Republican opposition, combined with a handful of Democratic senators who also opposed action, was enough to block even this modest step. Republican Rick Boucher, a lead sponsor of the companion House energy and climate bill, observed: “Republicans pulled out of the talks, and it’s just that simple…There’s not another answer.”

Reid had no alternative but to bring a much more limited energy bill to the Senate floor, introducing the Clean Energy Jobs and Oil Accountability Act, last week. This bill is no substitute for comprehensive clean energy and global warming legislation, but it does deserve Senate passage because it makes progress in several critical areas.

The Reid bill would:

  • Hold BP fully accountable for its oil disaster and do the same for future spills
  • Adopt reforms to increase offshore oil production safeguards
  • Invest in residential energy efficiency retrofits to save homeowners money and create jobs
  • Reduce oil use by investing in natural gas vehicles and electric cars
  • Require gas producers to publicly reveal the chemicals used in ‘hydraulic fracturing’ to produce shale gas.

Nearly all of these proposals come from existing legislation, and many of them have Republican coauthors. Here’s what you need to know about the primary provisions of the “Clean Energy Jobs” bill, as well as the original bills and their cosponsors.

Oil spill response and accountability

The BP oil disaster was a 100-day nightmare that caused more than 180 million gallons of oil to flood from the ocean bottom into the Gulf of Mexico and on to American shores from Texas to Florida.

This disaster is the largest ever, but it is no freak occurrence. A Washington Post analysis found “a steady stream of oil spills dumping 517,847 barrels of petroleum … into the Gulf of Mexico between 1964 and 2009 … they poured twice as much as oil into US waters as the Exxon Valdez tanker did when it ran aground in 1989.”

The Reid bill would make BP pay for the damages from the catastrophe and hold big oil companies responsible for future spills. It would also enhance safety requirement measures to prevent future blowouts or spills.

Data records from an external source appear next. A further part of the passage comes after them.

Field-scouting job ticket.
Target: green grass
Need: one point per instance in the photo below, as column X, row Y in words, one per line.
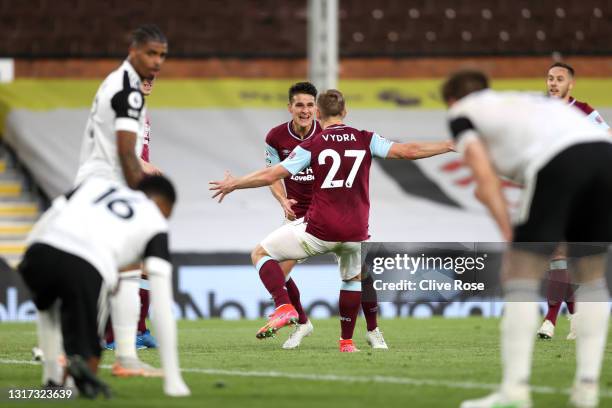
column 457, row 350
column 47, row 94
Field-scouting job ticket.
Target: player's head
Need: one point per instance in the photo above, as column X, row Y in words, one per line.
column 161, row 191
column 146, row 87
column 302, row 103
column 148, row 50
column 330, row 104
column 560, row 80
column 463, row 83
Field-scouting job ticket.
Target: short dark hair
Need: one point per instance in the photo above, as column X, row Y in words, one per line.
column 331, row 103
column 462, row 83
column 569, row 68
column 302, row 87
column 147, row 33
column 158, row 185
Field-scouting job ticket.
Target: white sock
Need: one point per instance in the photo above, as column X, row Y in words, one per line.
column 125, row 312
column 160, row 281
column 593, row 315
column 50, row 342
column 519, row 323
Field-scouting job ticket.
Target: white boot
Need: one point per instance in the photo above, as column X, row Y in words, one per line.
column 547, row 330
column 376, row 340
column 295, row 338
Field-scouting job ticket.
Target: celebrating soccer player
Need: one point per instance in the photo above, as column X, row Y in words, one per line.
column 560, row 82
column 512, row 134
column 294, row 194
column 71, row 266
column 337, row 219
column 112, row 146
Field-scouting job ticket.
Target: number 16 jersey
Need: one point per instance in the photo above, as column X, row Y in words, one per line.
column 340, row 157
column 106, row 224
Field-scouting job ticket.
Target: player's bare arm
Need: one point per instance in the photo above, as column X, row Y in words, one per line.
column 278, row 191
column 419, row 150
column 260, row 178
column 488, row 186
column 130, row 163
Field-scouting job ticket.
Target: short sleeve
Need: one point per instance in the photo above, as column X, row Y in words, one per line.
column 379, row 146
column 158, row 247
column 297, row 161
column 127, row 104
column 272, row 156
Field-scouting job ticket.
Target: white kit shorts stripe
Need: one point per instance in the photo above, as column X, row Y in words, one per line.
column 291, row 241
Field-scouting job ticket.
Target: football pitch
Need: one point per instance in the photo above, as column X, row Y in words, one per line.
column 431, row 363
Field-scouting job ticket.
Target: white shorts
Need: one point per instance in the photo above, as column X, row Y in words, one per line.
column 291, row 241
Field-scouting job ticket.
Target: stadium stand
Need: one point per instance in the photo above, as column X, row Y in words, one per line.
column 199, row 224
column 276, row 28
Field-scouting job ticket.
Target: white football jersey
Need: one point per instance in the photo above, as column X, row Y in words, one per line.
column 521, row 131
column 106, row 224
column 118, row 105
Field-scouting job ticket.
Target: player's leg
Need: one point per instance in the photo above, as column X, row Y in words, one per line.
column 591, row 221
column 145, row 338
column 293, row 291
column 282, row 244
column 592, row 302
column 160, row 279
column 369, row 305
column 544, row 215
column 557, row 283
column 84, row 313
column 349, row 262
column 50, row 342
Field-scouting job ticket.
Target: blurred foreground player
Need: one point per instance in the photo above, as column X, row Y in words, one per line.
column 71, row 264
column 337, row 218
column 294, row 194
column 511, row 134
column 112, row 145
column 560, row 82
column 144, row 338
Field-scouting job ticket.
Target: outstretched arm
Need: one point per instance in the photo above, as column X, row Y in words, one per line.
column 488, row 186
column 260, row 178
column 278, row 191
column 419, row 150
column 130, row 163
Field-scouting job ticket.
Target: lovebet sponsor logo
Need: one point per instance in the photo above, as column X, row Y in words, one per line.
column 431, row 271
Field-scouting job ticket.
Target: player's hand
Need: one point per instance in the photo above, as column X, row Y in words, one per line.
column 149, row 169
column 223, row 187
column 287, row 204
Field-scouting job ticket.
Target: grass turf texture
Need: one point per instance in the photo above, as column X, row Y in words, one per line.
column 455, row 350
column 252, row 93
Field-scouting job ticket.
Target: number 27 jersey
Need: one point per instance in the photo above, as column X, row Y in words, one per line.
column 340, row 157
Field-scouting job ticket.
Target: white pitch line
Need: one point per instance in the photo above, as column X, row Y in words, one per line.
column 604, row 393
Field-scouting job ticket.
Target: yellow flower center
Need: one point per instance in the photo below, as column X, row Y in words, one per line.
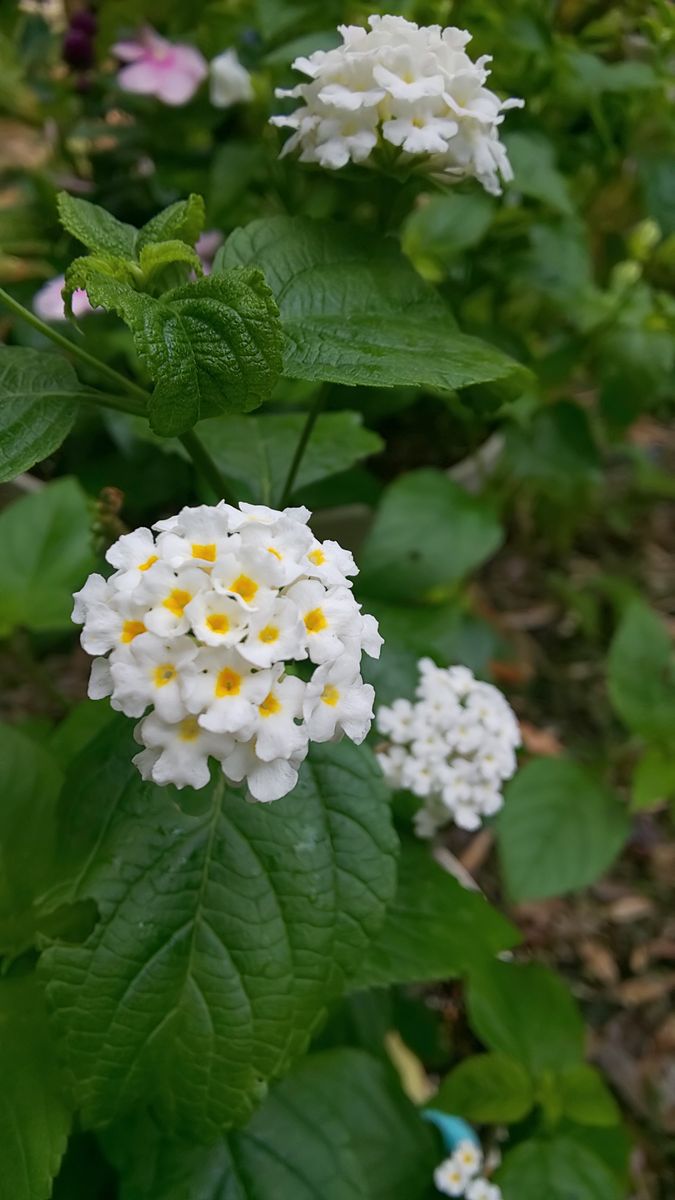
column 131, row 629
column 163, row 675
column 228, row 683
column 269, row 634
column 217, row 623
column 315, row 621
column 190, row 729
column 245, row 587
column 269, row 706
column 177, row 600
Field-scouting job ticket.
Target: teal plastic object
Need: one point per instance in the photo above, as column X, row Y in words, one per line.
column 453, row 1129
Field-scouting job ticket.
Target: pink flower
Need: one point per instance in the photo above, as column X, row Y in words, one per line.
column 156, row 67
column 48, row 303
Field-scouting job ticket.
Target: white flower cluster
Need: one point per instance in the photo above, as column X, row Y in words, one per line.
column 412, row 88
column 453, row 747
column 459, row 1175
column 199, row 624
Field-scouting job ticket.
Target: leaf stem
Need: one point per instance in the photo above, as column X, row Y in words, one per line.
column 317, row 405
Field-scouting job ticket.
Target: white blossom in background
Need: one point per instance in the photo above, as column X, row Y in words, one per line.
column 412, row 90
column 230, row 83
column 453, row 748
column 197, row 629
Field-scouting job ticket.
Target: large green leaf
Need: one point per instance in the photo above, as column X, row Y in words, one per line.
column 487, row 1089
column 434, row 928
column 527, row 1013
column 45, row 550
column 356, row 312
column 428, row 534
column 37, row 407
column 34, row 1115
column 223, row 931
column 211, row 347
column 258, row 450
column 557, row 831
column 559, row 1169
column 338, row 1129
column 30, row 781
column 641, row 673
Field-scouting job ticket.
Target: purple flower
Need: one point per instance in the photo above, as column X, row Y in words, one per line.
column 169, row 71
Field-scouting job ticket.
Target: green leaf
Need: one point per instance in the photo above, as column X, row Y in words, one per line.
column 45, row 550
column 428, row 534
column 258, row 450
column 488, row 1089
column 30, row 781
column 586, row 1098
column 559, row 1169
column 640, row 673
column 221, row 937
column 95, row 228
column 559, row 829
column 526, row 1012
column 181, row 221
column 354, row 311
column 338, row 1129
column 434, row 928
column 34, row 1116
column 37, row 407
column 211, row 347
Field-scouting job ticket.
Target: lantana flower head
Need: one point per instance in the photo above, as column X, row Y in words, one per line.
column 453, row 747
column 407, row 88
column 233, row 633
column 169, row 71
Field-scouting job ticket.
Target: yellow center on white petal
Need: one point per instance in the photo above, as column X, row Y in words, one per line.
column 189, row 729
column 228, row 683
column 269, row 706
column 130, row 630
column 245, row 587
column 315, row 621
column 269, row 634
column 163, row 675
column 217, row 623
column 177, row 600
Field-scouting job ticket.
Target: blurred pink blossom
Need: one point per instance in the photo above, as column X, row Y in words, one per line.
column 169, row 71
column 48, row 303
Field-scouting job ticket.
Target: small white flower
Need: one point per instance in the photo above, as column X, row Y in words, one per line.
column 230, row 81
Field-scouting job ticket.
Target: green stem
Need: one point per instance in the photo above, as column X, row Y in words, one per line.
column 78, row 352
column 317, row 405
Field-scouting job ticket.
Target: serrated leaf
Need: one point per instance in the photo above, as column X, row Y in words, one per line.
column 181, row 221
column 45, row 550
column 211, row 347
column 338, row 1129
column 488, row 1089
column 557, row 831
column 526, row 1012
column 428, row 534
column 258, row 450
column 37, row 407
column 34, row 1115
column 222, row 933
column 94, row 227
column 434, row 928
column 356, row 312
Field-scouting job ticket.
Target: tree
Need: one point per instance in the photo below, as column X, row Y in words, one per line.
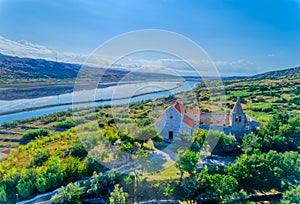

The primary provisions of the bill would:

  • Eliminate the existing $75 million liability cap for offshore oil spill damages, with unlimited liability for economic losses to businesses, lost governmental revenues, and other damages. Establishing an unlimited liability cap would apply to the BP oil disaster. This would create a powerful economic deterrent to the kinds of reckless cost cutting and shortcuts that BP reportedly took on the Deepwater Horizon platform.
  • Require new oil spill response plans to have much greater specificity, including demonstrating the financial and technological capability of addressing spills.
  • Reform the Interior Department’s management and oversight of ocean energy production, including more rig inspections.
  • Increase the per incident spending limit for the Oil Spill Liability Trust Fund. It can currently provide up to $1 billion per oil spill for clean-up costs or damages; the bill increases this spending limit to $5 billion. The fund is currently paid for by an 8-cent per barrel fee, and the bill would raise it to 49 cents per barrel, which would generate approximately $9 billion.
  • Establish a Gulf of Mexico Regional Citizens’ Advisory Council to help with future spill prevention efforts.
  • Reduce oil consumption and improve energy security.

The BP oil disaster is yet another reminder that the United States must dramatically reduce its oil use to enhance energy security and economic prosperity. Americans currently spend $1 billion per day on oil imports, and one out of every five barrels of oil consumed in the US comes from countries classified as “dangerous or unstable” by the US State Department. The “Clean Energy Jobs” bill would reduce oil consumption via investments in natural gas vehicles and electric cars.

The primary provisions of the ‘Clean Energy Jobs’ bill would:

  • Provide $3.8 billion for rebates to purchase natural gas cars and trucks through 2013. CAP estimates that the conversion of trucks to natural gas could save 1.2 million barrels of oil per day by 2035. The Senate Democratic Policy Committee notes that: “The natural gas industry … estimated that this program will create more than 100,000 direct manufacturing and labor jobs and more than 450,000 indirect jobs.”
  • Provide grants for natural gas refueling infrastructure and manufacturers of natural gas vehicles.
  • Create a $400 million pilot program to help up to 15 communities create electric vehicle recharging infrastructure.